In computer science, a topological sort (sometimes abbreviated topsort or toposort) or topological ordering of a directed graph is a linear ordering of its vertices such that for every directed edge uv from vertex u to vertex v, u comes before v in the ordering. For instance, the vertices of the graph may represent tasks to be performed, and the edges may represent constraints that one task must be performed before another; in this application, a topological ordering is just a valid sequence for the tasks. A topological ordering is possible if and only if the graph has no directed cycles, that is, if it is a directed acyclic graph (DAG). Any DAG has at least one topological ordering, and algorithms are known for constructing a topological ordering of any DAG in linear time.

Examples[edit]

The canonical application of topological sorting (topological order) is in scheduling a sequence of jobs or tasks based on their dependencies; topological sorting algorithms were first studied in the early 1960s in the context of the PERT technique for scheduling in project management (Jarnagin 1960). The jobs are represented by vertices, and there is an edge from x to y if job x must be completed before job y can be started (for example, when washing clothes, the washing machine must finish before we put the clothes to dry).
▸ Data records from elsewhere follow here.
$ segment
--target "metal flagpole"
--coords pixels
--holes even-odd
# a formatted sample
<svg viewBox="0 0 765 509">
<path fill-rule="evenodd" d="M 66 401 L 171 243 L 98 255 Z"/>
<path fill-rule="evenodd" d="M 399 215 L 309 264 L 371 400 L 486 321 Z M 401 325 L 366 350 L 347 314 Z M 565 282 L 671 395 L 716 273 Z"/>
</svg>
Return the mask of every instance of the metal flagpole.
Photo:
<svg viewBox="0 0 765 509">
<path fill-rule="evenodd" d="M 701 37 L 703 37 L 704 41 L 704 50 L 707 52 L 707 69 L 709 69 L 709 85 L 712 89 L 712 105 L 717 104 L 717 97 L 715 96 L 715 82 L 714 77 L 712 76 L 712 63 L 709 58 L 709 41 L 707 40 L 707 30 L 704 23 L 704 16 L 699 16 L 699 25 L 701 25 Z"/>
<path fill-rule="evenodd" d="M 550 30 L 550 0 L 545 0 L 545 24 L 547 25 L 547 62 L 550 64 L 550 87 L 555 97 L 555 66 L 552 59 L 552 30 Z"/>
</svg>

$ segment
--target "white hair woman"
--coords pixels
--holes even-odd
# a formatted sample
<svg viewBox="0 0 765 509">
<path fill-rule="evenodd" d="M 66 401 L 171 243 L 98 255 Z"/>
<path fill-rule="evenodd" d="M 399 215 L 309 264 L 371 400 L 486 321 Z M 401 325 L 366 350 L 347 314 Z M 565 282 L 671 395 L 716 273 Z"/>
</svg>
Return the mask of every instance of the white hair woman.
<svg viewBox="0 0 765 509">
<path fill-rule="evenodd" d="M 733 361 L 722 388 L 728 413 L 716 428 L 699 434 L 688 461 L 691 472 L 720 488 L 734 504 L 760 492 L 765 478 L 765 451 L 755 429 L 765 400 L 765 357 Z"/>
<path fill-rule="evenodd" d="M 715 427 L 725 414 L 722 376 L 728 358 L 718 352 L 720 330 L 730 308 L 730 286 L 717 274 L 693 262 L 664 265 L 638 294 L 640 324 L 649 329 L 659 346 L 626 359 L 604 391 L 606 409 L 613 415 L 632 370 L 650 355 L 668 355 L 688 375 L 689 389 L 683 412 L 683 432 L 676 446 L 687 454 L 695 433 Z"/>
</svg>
Then, a topological sort gives an order in which to perform the jobs.

In computer science, applications of this type arise in instruction scheduling, ordering of formula cell evaluation when recomputing formula values in spreadsheets, logic synthesis, determining the order of compilation tasks to perform in makefiles, data serialization, and resolving symbol dependencies in linkers. It is also used to decide in which order to load tables with foreign keys in databases.

Directed acyclic graph.png
The graph shown to the left has many valid topological sorts, including:
  • 7, 5, 3, 11, 8, 2, 9, 10 (visual left-to-right, top-to-bottom)
  • 3, 5, 7, 8, 11, 2, 9, 10 (smallest-numbered available vertex first)
  • 5, 7, 3, 8, 11, 10, 9, 2 (fewest edges first)
  • 7, 5, 11, 3, 10, 8, 9, 2 (largest-numbered available vertex first)
  • 7, 5, 11, 2, 3, 8, 9, 10 (attempting top-to-bottom, left-to-right)
  • 3, 7, 8, 5, 11, 10, 2, 9 (arbitrary)

Algorithms[edit]

The usual algorithms for topological sorting have running time linear in the number of nodes plus the number of edges, asymptotically, O(\left|{V}\right| + \left|{E}\right|).

One of these algorithms, first described by Kahn (1962), works by choosing vertices in the same order as the eventual topological sort. First, find a list of "start nodes" which have no incoming edges and insert them into a set S; at least one such node must exist in an acyclic graph. Then:

L ← Empty list that will contain the sorted elements
S ← Set of all nodes with no incoming edges
while S is non-empty do
    remove a node n from S
    add n to tail of L
    for each node m with an edge e from n to m do
        remove edge e from the graph
        if m has no other incoming edges then
            insert m into S
if graph has edges then
    return error (graph has at least one cycle)
else 
    return L (a topologically sorted order)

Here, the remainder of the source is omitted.